This one is better explained with the presentation below. If you want to learn how to run quantitative analytics at scale, it’s well worth a watch.
Our team recently completed a challenging yet rewarding project: building a scalable and portable risk engine using Apache Beam and Google Cloud Dataflow. This project allowed us to delve deeper into distributed computing and explore the practical application of these technologies in the financial domain.
The Goal:
Our primary objective was to create a risk engine capable of handling large volumes of data and complex calculations efficiently. We wanted to leverage the power of cloud computing for scalability and explore the portability benefits of Apache Beam. This project was driven by our shared interest in learning and applying these technologies.
Modernizing the Traditional Approach:
Traditional risk engines often struggled with scalability and performance limitations. We aimed to modernize this architecture using a distributed computing approach, enabling the engine to handle increasing data volumes and complex risk models.
Why Apache Beam and Dataflow?
- Apache Beam: Beam’s unified programming model and support for multiple runners (including Dataflow, Flink, and Spark) made it an ideal choice for portability. The concept of DoFns provided a structured way to define data processing logic.
- Google Cloud Dataflow: Dataflow’s fully managed service and integration with the Google Cloud ecosystem offered a convenient and scalable platform for running our pipeline.
Implementation Details:
- Java and C++ Integration: One of the biggest hurdles was integrating our existing C++ quant library into the Java-based Beam pipeline. We used JNI for this, but quickly realized the importance of an out-of-process execution strategy to prevent C++ errors from crashing the entire pipeline. We implemented a “dead-letter” queue to handle failures gracefully.
- Serialization with Protobuf: Protobuf proved invaluable for efficient data exchange between Java and C++. Its compact representation and cross-language support simplified communication and testing.

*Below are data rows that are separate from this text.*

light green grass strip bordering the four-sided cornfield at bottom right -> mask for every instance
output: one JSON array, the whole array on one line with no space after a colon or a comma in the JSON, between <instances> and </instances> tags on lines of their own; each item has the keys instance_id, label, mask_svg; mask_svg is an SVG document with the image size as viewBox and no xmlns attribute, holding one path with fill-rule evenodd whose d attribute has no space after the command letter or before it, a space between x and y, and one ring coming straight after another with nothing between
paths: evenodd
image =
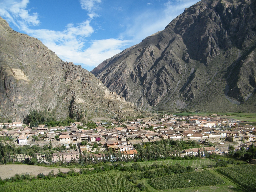
<instances>
[{"instance_id":1,"label":"light green grass strip bordering the four-sided cornfield at bottom right","mask_svg":"<svg viewBox=\"0 0 256 192\"><path fill-rule=\"evenodd\" d=\"M204 187L191 187L191 188L183 188L183 189L171 189L171 190L161 190L162 192L243 192L244 190L233 183L232 181L228 180L226 177L216 173L213 170L210 172L216 176L219 176L221 179L225 181L225 184L222 185L215 185L215 186L204 186ZM142 182L146 185L149 192L157 192L158 190L154 189L151 185L148 184L149 179L142 179L138 182Z\"/></svg>"}]
</instances>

- Modular Design with Beam I/O: Beam’s I/O connectors allowed us to seamlessly integrate with various data sources (like CSV files for testing) and sinks. This modularity kept our pipeline code clean and focused on the core risk calculations.

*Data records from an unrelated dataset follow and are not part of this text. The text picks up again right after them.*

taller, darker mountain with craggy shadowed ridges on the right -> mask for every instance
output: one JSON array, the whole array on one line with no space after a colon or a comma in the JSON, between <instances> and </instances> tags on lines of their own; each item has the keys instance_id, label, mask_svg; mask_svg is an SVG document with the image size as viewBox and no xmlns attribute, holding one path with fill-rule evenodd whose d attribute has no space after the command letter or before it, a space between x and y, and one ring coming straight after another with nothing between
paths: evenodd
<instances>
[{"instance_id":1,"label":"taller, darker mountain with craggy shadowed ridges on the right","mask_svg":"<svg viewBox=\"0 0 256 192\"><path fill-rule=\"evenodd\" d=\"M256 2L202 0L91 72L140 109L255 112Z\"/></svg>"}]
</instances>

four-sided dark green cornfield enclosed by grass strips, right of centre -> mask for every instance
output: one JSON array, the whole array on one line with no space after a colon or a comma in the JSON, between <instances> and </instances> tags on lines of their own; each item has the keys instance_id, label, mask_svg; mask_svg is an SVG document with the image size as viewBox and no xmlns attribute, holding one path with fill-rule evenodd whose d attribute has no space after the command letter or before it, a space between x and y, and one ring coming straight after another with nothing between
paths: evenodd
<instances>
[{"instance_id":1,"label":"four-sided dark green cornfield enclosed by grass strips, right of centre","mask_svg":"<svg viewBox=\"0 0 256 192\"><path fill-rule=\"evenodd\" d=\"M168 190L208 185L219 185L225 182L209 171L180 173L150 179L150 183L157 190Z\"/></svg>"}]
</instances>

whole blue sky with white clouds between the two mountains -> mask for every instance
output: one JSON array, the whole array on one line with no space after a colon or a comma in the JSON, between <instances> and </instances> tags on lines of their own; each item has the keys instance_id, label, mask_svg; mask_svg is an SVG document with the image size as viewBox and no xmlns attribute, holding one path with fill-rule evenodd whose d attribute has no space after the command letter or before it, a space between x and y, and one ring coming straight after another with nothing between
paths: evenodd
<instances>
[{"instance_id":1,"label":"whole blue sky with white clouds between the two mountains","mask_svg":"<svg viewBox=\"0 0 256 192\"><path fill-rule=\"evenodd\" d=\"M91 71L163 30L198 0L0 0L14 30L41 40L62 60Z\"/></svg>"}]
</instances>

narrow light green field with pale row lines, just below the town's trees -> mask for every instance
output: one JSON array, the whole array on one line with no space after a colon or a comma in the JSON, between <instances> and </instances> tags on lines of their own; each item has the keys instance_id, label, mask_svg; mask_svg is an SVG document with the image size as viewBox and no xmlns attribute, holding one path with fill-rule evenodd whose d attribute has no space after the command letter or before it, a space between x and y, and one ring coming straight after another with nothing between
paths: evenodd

- Testing with Protobuf: Protobuf’s schema definitions enabled consistent unit testing across both Java and C++ components, simplifying the debugging process.

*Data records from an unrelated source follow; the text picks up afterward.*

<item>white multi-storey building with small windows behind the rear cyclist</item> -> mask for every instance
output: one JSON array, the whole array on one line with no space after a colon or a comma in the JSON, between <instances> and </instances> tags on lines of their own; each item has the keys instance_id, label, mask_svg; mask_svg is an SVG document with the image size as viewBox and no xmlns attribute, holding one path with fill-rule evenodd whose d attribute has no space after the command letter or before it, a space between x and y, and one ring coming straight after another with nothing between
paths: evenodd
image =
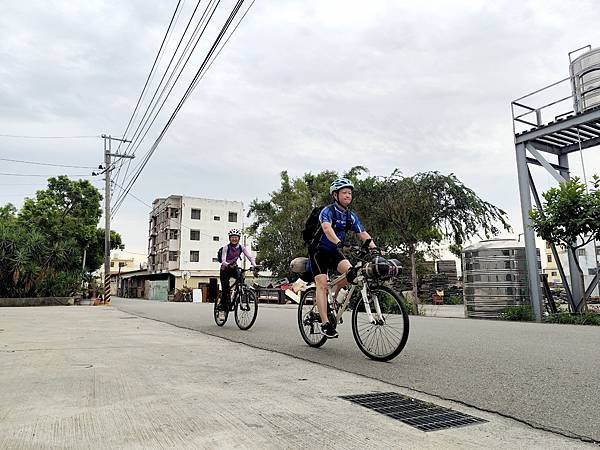
<instances>
[{"instance_id":1,"label":"white multi-storey building with small windows behind the rear cyclist","mask_svg":"<svg viewBox=\"0 0 600 450\"><path fill-rule=\"evenodd\" d=\"M228 200L182 195L154 200L148 231L148 273L171 275L169 292L185 285L199 287L218 278L217 251L229 242L231 228L243 228L243 212L242 202ZM246 246L255 256L249 242Z\"/></svg>"}]
</instances>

Exploring Different Runners:
While Dataflow was our primary target, we also experimented with Apache Flink running locally to evaluate its portability. This hands-on comparison highlighted the trade-offs between a fully managed service (Dataflow) and the flexibility of an open-source runner (Flink).
Performance Observations:
We conducted performance tests with simulated data, and the results were encouraging. While both Dataflow and Flink performed well, Dataflow’s auto-scaling capabilities shone when dealing with fluctuating data volumes.
Dabbling in Streaming Analytics:
We also explored Beam’s windowing capabilities for streaming risk calculations. We started with fixed windows and experimented with different triggering mechanisms. Handling late-arriving data and synchronizing different data streams proved to be interesting challenges.
Lessons Learned:
This project was a fantastic learning experience. We gained valuable insights into:
- The power of Apache Beam for building portable data pipelines.
- The scalability and ease of use of Google Cloud Dataflow.
- The complexities of integrating different programming languages (Java and C++).
- The importance of proper serialization and error handling in distributed systems.
Next Steps (at the time):
We planned to continue expanding this project, exploring more advanced windowing strategies, and experimenting with different data sources and risk models. This project solidified our interest in distributed computing and its potential for solving complex problems.